Cross-border transactions are growing quickly. In fact, global payments are expected to reach to approximately $290 trillion by 2030, thanks to trends like borderless e-commerce, cross-border trade and digitalization of payments across industries.
In the face of this growth, global businesses are turning to their banks and fintech partners for solutions that make payments more instant, secure and transparent—all to help them remain competitive in the global marketplace. These payments providers are using the latest digital innovations to transform the cross-border payments experience for treasurers, their beneficiaries and their customers. Here are four key cross-border payments experiences accelerating payments into the digital age.
1. APIs enable real-time FX rates
As cross-border and cross-currency payments increase, treasury departments will need to test digital solutions to optimize their cross-currency workflow without disrupting their existing operations. That’s where application programming interfaces (APIs) can help..
APIs can integrate seamlessly into existing treasury infrastructure and interfaces. As a result, treasurers can access real-time visibility into foreign exchange (FX) rates directly from existing systems and can more effectively manage currency exposure, mitigate risk across their global accounts and accelerate reconciliation.. Via API connectivity, corporate treasurers can also lock in FX rates for predetermined periods of time, enabling them to price their goods in the currency that works best for their client while still effectively managing funds on the backend.
For the beneficiary and sender, API connectivity helps provide greater visibility and transparency into their payment status. For the sender, they can see FX rates upfront before sending a payment. When an issue arises during a payment, beneficiaries can track the payment and receive updates in real time. Once implemented, beneficiaries and senders can better manage their cash positions wherever they operate a bank account, which can help lead to greater predictability in cash movements.
2. Technology enhances visibility and transparency
Businesses now have greater access to diversified settlement mechanisms with global reach, and providers can offer payment options without the burden of complex technical overhead. For instance, providers can partner with banks to leverage local clearing rails to complete cross-border payments, as opposed to using wire payments. As the industry continues moving forward, treasurers are looking beyond traditional clearing rail advancements and leveraging technologies like Swift GPI, validation services, virtual account management and API connectivity to enhance the beneficiary and sender experience.

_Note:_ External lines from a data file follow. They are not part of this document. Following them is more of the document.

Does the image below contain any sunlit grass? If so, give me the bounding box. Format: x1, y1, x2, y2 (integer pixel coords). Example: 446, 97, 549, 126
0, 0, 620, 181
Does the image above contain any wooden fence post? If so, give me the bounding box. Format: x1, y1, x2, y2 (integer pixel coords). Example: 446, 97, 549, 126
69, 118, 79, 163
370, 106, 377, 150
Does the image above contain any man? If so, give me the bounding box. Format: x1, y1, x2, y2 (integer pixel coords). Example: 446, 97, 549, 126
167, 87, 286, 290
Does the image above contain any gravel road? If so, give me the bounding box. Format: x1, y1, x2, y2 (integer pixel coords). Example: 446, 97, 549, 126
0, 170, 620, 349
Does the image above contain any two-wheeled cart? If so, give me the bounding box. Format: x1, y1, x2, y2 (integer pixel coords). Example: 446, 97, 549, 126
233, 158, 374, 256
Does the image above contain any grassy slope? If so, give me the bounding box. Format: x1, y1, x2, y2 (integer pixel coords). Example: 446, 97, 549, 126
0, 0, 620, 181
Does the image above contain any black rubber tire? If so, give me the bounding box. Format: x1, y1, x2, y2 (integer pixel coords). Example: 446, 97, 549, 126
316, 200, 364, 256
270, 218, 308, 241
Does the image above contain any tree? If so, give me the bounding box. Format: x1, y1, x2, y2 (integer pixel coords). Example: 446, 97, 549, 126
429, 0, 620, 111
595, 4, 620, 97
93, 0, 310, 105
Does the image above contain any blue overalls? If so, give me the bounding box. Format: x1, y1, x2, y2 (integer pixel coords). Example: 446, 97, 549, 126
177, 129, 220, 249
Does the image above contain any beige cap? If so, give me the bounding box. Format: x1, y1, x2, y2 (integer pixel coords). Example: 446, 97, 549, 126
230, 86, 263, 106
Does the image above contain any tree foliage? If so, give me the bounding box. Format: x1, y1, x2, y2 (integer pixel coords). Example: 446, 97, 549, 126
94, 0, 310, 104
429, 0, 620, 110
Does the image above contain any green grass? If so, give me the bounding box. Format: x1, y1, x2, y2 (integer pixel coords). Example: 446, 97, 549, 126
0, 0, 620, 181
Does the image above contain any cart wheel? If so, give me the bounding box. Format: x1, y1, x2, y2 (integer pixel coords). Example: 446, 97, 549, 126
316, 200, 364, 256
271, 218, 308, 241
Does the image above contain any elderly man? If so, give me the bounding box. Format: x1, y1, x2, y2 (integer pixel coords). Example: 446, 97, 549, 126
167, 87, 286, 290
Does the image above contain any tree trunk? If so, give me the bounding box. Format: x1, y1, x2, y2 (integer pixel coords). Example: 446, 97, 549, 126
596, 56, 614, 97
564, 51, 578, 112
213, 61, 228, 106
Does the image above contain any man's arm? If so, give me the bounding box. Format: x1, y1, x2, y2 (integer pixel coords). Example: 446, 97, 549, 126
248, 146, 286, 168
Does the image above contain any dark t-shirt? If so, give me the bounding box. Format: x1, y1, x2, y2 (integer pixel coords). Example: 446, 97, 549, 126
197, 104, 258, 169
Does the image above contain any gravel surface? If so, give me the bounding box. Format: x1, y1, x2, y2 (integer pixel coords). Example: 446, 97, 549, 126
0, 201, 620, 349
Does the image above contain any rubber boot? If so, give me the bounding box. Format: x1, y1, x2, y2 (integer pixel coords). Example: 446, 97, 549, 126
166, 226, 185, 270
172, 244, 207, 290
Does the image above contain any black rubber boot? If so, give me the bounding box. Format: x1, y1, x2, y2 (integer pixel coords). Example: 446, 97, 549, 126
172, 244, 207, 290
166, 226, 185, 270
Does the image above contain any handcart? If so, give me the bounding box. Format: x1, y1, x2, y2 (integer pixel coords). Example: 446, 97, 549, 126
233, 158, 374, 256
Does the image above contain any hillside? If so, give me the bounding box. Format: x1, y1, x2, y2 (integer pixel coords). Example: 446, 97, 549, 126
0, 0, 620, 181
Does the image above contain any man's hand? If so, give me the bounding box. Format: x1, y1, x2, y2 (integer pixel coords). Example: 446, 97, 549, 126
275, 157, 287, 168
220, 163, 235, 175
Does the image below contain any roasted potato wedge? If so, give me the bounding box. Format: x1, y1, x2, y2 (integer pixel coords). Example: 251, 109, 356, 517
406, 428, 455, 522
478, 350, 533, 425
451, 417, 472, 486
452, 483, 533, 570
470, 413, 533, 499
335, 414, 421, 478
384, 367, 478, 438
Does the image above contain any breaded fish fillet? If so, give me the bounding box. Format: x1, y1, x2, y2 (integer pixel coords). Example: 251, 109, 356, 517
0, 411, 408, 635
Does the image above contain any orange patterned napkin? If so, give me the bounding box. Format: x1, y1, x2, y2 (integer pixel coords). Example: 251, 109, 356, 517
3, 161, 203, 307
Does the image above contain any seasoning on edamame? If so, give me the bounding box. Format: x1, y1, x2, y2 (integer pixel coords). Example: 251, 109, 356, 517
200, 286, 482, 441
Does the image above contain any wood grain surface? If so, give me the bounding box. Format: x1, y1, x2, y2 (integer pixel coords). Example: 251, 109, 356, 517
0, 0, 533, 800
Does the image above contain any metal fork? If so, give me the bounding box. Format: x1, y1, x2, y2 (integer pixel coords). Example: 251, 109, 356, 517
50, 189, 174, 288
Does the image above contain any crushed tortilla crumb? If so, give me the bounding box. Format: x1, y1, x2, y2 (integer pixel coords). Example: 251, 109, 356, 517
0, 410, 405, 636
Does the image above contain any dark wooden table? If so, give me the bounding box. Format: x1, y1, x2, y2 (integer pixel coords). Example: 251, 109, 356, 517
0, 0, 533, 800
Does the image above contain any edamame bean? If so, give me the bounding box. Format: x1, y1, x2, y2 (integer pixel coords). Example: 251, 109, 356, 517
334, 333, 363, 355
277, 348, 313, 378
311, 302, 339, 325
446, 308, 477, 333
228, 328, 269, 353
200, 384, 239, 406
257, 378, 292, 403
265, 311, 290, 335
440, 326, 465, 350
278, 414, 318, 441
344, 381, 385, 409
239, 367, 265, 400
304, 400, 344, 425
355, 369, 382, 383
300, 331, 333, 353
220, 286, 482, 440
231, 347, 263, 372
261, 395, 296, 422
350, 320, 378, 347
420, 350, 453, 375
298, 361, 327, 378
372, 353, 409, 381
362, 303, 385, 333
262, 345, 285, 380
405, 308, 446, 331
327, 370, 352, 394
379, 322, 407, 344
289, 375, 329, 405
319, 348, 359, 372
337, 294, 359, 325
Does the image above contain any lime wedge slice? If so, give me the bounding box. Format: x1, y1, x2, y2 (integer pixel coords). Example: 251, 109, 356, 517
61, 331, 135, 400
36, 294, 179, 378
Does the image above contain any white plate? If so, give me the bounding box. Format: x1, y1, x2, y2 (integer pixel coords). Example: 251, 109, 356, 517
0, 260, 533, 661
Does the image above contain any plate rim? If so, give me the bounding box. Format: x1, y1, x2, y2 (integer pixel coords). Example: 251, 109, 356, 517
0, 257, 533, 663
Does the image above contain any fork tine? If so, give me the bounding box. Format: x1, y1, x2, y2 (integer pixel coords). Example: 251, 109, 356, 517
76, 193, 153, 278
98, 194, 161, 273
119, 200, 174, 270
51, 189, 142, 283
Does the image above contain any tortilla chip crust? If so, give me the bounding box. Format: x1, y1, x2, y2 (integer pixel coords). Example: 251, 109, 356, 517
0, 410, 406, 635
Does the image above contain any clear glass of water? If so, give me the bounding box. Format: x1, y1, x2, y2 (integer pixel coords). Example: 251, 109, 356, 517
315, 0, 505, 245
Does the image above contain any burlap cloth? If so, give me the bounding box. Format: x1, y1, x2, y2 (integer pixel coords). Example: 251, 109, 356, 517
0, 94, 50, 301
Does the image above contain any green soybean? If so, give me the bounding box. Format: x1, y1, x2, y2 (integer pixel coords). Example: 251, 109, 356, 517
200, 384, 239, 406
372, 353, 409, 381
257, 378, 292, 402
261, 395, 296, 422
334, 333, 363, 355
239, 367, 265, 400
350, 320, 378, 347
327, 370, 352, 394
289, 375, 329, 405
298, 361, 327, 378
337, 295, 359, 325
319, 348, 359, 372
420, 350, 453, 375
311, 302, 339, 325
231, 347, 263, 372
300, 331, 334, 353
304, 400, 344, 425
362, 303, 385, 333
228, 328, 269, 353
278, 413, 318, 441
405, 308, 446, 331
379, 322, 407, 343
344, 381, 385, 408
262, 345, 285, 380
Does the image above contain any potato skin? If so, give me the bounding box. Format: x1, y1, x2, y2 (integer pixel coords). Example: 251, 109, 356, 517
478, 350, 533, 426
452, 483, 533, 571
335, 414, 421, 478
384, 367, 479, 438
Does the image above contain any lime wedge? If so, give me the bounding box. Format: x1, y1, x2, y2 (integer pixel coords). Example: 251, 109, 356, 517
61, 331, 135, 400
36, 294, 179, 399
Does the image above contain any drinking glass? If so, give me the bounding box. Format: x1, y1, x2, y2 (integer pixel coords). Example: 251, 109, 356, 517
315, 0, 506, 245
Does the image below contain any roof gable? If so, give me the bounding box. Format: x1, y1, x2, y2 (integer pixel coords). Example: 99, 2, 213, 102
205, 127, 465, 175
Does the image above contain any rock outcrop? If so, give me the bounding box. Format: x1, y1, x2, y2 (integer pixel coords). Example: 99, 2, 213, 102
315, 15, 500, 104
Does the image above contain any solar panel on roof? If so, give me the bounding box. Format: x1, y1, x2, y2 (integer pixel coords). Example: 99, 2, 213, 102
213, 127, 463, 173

As new technology becomes accessible, clients will likely benefit from capabilities that make cross-currency transactions simpler and more transparent. This may include: upfront FX rates; access to real-time FX pricing across currencies via APIs; or increased global reach with more countries and currencies incorporated into FX offerings.
3. Virtual accounts increase global reach
Many businesses have direct deposit accounts (DDAs) in countries where their beneficiaries are located. This setup means businesses have money spread across different countries, accounts and currencies—all of which can lead to complex reporting, idle cash balances and unnecessary cross-currency risk exposure. This is where virtual account management solutions fit in.
Virtual accounts provide clients with the flexibility to manage cash flow across currencies through a centralized account structure. Therefore, businesses may no longer need to maintain multiple local accounts in the same markets. In fact, with centralized account structures, businesses can obtain better payment sequencing and manage detailed reporting under one umbrella. Additionally, through this structure, companies can easily transfer and/or concentrate their balances held in one account in one currency to another account in another currency, or fund local payments using a centralized account. This enables businesses to maximize their liquidity, reduce their risk exposure and operate in the currencies that make most sense for their business.
4. Partnerships and blockchain create instant payments
There’s a growing demand for real-time payments in the cross-currency and cross-border payments space. Through globalized partnerships, providers can offer senders more ways to make FX payments in real time, streamlining and simplifying the process through innovative collaboration.Instead of a prolonged settlement period, clients can pay their out-of-country customers and vendors instantly, with little to no friction points.
In addition, thanks to blockchain technology, cross-border payments may become faster, cheaper and more secure as adoption of the technology increases. Blockchain technology like that which is used by Onyx by J.P. Morgan can help make cross-border wire transfers or sanction screenings more efficient by decreasing the number of days such actions take to clear . JPM Coin is able to provide the benefits of near 24×7 cross border value movement, increasing the utility of cash by optimizing working capital and liquidity. Some businesses are already reaping the benefits of blockchain-powered payments to manage multiple currencies and global liquidity.
Another offering, Liink by J.P. MorganSM, makes information sharing easier for international trade and transactions, which can increase payment visibility across the entire payments continuum.